Film about the Irish War of Independence wins the Palme D'Or at Cannes
[Partridge: Yes, I'm as shocked as you. Not that this won, but at this actually good write up in the *Daily Mail*. I clicked on it expecting to read a anti-Loach diatribe, and was pleasantly surprised. Perhpas it has something to do with the fact that Mail recently launched an Irish version of their paper and are 'playing to the demographics'?]
Loach in passionate and provocative mood
Daily Mail
Put Ken Loach's movie The Wind That Shakes the Barley in the column titled 'films that matter'. You have to admire Loach who has been consistent in over 40 years of making movies in standing up for what he believes in. He has never cut his cloth, to steal a phrase, to fit this season's fashions.
He has always worked outside of a studio's control zone,which has enabled him ,with his hard-working producer Rebecca O'Brien,to make pictures that are radically, socially and politically at odds with the mainstream.

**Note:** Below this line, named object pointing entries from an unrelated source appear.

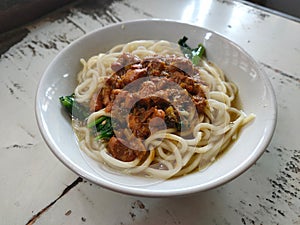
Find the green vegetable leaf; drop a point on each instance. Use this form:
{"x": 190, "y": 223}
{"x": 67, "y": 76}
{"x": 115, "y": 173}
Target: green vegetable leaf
{"x": 194, "y": 54}
{"x": 74, "y": 108}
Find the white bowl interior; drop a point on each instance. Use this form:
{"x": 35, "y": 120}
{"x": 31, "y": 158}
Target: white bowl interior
{"x": 256, "y": 95}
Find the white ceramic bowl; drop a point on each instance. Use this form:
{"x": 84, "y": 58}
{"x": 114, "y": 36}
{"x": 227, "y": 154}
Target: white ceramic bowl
{"x": 256, "y": 95}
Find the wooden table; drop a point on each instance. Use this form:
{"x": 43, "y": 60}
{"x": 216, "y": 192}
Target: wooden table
{"x": 36, "y": 188}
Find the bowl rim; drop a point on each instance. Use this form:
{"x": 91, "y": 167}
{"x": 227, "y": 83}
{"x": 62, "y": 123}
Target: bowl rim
{"x": 137, "y": 191}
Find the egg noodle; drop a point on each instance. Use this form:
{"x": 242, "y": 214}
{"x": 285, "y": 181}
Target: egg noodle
{"x": 169, "y": 154}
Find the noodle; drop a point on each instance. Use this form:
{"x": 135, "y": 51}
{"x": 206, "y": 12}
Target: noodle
{"x": 169, "y": 153}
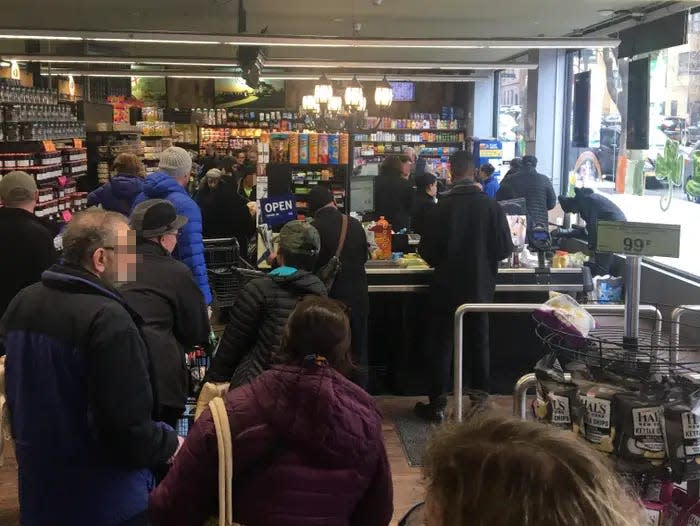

Early on in The Wind That Shakes The Barley, Damien O'Donovan (a superb Cilliian Murphy) is saying his goodbyes to family and friends before setting off to England to work as a doctor.
But he witnesses a a unit of Black and Tans (ill-disciplined ex British soldiers sent to Ireland in 1920 by the British government) murder an innocent lad because he refused to speak English and would only converse in his native tongue.
http://a69.g.akamai.net/7/69/7515/v1...o/2006/258.jpg
G'wan Ken. You deserve it!
The horror of the incident convinces him to stay on and join his brother Teddy (noble Padraic Delaney),and others,including Liam Cunningham's train driver turned terrorist, in facing up to the ruthless Black and Tan squads.
They form a volunteer guerrilla army in their struggle to thwart the invaders. They want to an independent Ireland and believe it's their right to fight for it.
Violent reprisals lead to further bloody acts by both sides. The Black and Tans, a so-called peace-keeping force, committ atrocious acts ,but the Republicans employ classic guerilla tactics to propel them.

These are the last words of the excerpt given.